In my experience running one-shots at events and Cons, there's usually time reserved for one short rest each adventure, at least in the adventures I've ran and the ones me and fellow DMs created. This is especially true of low-level one-shots, as the short rest also helps the party recover HP and other resources.

That said, it absolutely depends on the DM _and_ the adventure they're running. IMHO, a good one-shot provides time and space for every type of class to work, but that doesn't always happen.

----------


## Arkhios

_Not necessarily, weevil_  :Small Cool: 

As others have pointed out, it depends much on the DM. But, it also depends a lot on the one-shot's structure, especially if it's a pre-written adventure; in other words, how the one-shot is paced. Even a one-shot can include the "standard" 6-8 encounters and the "standard" 2-3 corresponding short rests.

----------


## MrStabby

As others have said, it depends... but I am a bit more aligned with what you are saying.

Unless the DM stipulates that full rest based classes don't start with all their resources available, these classes will get their full days worth of resources.  Short rest classes are going to be a bit more DM dependant.

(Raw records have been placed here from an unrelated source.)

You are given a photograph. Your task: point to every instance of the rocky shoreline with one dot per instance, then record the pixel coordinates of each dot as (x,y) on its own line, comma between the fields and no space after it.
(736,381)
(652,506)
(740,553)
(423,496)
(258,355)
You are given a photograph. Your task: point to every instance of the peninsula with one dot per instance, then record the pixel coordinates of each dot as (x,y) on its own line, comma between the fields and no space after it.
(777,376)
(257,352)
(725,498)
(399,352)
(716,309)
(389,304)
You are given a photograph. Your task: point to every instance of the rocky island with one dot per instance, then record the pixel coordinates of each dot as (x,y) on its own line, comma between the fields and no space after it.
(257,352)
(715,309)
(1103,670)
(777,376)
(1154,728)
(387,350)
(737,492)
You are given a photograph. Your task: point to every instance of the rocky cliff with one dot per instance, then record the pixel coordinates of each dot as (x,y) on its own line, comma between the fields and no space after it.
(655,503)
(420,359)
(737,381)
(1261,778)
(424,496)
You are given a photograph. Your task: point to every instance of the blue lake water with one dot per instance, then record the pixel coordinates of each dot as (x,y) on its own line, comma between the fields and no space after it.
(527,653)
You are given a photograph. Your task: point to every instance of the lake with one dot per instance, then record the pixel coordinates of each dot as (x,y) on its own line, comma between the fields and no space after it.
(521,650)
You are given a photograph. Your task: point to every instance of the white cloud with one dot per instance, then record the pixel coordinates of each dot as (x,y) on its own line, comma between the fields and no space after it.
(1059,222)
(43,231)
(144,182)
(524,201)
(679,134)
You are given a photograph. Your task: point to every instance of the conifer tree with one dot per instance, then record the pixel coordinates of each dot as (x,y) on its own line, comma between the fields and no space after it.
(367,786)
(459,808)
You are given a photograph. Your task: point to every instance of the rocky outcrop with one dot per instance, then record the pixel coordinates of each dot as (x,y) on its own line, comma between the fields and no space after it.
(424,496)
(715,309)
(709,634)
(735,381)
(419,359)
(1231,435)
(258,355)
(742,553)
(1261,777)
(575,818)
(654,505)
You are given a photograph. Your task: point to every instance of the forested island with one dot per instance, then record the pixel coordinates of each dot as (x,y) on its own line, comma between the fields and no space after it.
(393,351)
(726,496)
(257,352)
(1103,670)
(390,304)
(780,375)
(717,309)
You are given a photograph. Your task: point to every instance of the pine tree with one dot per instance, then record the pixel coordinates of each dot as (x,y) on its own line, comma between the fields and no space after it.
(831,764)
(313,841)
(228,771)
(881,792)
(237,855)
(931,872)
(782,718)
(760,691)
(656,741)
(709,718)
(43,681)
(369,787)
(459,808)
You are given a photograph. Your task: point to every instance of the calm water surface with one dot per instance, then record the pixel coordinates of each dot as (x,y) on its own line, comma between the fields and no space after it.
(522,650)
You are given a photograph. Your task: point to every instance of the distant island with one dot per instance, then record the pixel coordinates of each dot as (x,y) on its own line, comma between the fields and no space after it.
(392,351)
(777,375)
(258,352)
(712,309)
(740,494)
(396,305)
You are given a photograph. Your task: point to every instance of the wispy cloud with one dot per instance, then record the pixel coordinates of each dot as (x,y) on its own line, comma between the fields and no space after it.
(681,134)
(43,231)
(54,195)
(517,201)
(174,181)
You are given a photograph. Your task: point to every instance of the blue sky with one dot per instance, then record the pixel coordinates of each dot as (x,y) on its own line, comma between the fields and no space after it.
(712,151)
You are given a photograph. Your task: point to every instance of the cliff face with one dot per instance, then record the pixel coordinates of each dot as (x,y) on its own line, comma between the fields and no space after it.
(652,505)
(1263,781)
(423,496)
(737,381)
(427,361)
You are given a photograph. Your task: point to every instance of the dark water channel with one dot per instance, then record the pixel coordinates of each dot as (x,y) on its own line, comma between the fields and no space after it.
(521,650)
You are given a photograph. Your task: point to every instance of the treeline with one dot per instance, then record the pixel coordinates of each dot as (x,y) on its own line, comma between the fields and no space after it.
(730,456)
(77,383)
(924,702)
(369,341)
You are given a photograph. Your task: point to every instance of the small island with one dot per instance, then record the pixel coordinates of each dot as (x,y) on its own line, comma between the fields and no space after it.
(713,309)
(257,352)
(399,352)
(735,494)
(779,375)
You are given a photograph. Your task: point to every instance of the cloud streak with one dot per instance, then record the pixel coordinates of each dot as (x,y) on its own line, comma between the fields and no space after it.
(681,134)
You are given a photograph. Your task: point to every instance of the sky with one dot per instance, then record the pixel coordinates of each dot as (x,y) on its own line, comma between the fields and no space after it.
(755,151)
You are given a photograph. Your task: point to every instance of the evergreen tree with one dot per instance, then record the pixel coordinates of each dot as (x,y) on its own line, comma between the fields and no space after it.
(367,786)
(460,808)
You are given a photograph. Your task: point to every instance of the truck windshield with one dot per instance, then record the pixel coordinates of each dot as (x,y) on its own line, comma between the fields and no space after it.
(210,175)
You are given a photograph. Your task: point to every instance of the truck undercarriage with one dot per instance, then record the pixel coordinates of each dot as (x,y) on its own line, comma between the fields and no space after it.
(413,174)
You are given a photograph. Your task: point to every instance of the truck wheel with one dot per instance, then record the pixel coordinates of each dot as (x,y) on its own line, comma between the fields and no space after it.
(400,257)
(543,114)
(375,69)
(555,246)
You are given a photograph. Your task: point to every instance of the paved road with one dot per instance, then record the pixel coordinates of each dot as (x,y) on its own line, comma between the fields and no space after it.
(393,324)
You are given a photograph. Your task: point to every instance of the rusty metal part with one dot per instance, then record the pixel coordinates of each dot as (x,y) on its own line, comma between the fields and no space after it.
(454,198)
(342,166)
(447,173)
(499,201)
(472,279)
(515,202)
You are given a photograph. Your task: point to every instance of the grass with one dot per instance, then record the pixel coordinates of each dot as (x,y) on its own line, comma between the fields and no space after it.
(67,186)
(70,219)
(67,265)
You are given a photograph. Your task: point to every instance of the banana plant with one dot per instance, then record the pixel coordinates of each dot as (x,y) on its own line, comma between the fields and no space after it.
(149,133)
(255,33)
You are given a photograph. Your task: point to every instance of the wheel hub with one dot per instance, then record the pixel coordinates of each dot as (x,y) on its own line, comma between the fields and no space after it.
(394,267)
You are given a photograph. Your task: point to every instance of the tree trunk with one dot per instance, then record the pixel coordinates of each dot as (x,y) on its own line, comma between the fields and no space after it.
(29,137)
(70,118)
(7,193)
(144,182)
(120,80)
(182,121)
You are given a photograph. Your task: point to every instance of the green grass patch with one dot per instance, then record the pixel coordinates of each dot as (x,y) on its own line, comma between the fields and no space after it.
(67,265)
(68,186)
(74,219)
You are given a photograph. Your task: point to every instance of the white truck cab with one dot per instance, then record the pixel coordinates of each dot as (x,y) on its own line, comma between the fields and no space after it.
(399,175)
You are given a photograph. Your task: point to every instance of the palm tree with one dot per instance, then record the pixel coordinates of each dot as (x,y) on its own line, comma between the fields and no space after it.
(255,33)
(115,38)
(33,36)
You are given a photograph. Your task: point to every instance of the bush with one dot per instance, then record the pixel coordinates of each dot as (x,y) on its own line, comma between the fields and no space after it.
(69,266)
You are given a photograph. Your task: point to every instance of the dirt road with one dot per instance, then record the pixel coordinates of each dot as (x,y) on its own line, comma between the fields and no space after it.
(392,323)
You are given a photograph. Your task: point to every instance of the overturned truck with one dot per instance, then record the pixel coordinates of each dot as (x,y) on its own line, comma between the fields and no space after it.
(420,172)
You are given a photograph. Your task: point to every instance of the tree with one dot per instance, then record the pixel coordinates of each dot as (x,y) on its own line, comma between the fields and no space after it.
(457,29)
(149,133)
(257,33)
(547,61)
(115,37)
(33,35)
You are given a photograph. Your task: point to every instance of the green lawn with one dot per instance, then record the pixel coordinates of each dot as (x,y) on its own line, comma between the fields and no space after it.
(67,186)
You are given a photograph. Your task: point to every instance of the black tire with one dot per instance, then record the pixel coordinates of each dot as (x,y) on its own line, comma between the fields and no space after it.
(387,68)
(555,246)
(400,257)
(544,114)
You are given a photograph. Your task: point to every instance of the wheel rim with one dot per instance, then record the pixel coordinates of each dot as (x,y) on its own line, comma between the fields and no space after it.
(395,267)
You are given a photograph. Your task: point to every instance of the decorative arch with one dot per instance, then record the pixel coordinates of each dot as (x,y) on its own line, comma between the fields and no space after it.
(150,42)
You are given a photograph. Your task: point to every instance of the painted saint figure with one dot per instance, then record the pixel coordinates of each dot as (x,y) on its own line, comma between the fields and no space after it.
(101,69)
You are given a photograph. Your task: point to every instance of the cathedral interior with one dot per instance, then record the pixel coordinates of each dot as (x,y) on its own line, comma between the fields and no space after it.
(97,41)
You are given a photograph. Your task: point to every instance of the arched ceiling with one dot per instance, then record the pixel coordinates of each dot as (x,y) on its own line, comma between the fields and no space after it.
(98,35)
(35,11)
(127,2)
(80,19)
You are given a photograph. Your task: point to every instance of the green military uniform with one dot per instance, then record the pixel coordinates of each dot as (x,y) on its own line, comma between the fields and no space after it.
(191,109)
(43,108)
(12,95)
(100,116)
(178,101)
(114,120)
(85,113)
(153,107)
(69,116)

So far so much the same as any other game though.

What makes it a little different on a one-shot are a couple of related reasons.  Normally, a DM can balance campaigns- some days some characters will excel, on other days other characters will.  With a good DM this will all balance out, but it will only do so on a longer campaign.  Balancing every character within a single day is harder, and one of the key variable balance levers is number of short rests.

The other element is feedback - a DM can look at how things are performing at the table and make adjustments.  Again, a key lever is how many rests the party gets. No time for feedback means that a DM is going to have a harder time judging what actually happens to the party.

These things might not mean a short rest class is bad, but it may mean that a short rest class is riskier.  And, if a short rest character is seen as being too strong, its easier to stop resting than it is to add additional safe spaces to rest so dynamic adjustment isn't likely to favour you.

It's not a huge thing, and shouldn't dissuade you if you have an idea you love, but it's it's small co sideration.

----------


## Unoriginal

An one-shot can have tons of short rests, especially if the DM decides that it'll be a "have to handle major threats, but also have time between encounters" type scenario.


One-shots can be anything from a mystery to solve to non-stop combat.

As an anecdote, the last one-shot I did was me playing a Barbarian and another person playing a Warlock. We couldn't take a rest due to circumstances putting us on a timer, but the Warlock did just fine.

----------


## NecessaryWeevil

> _Not necessarily, weevil_


Oh, well done. :)

Thanks everyone!

----------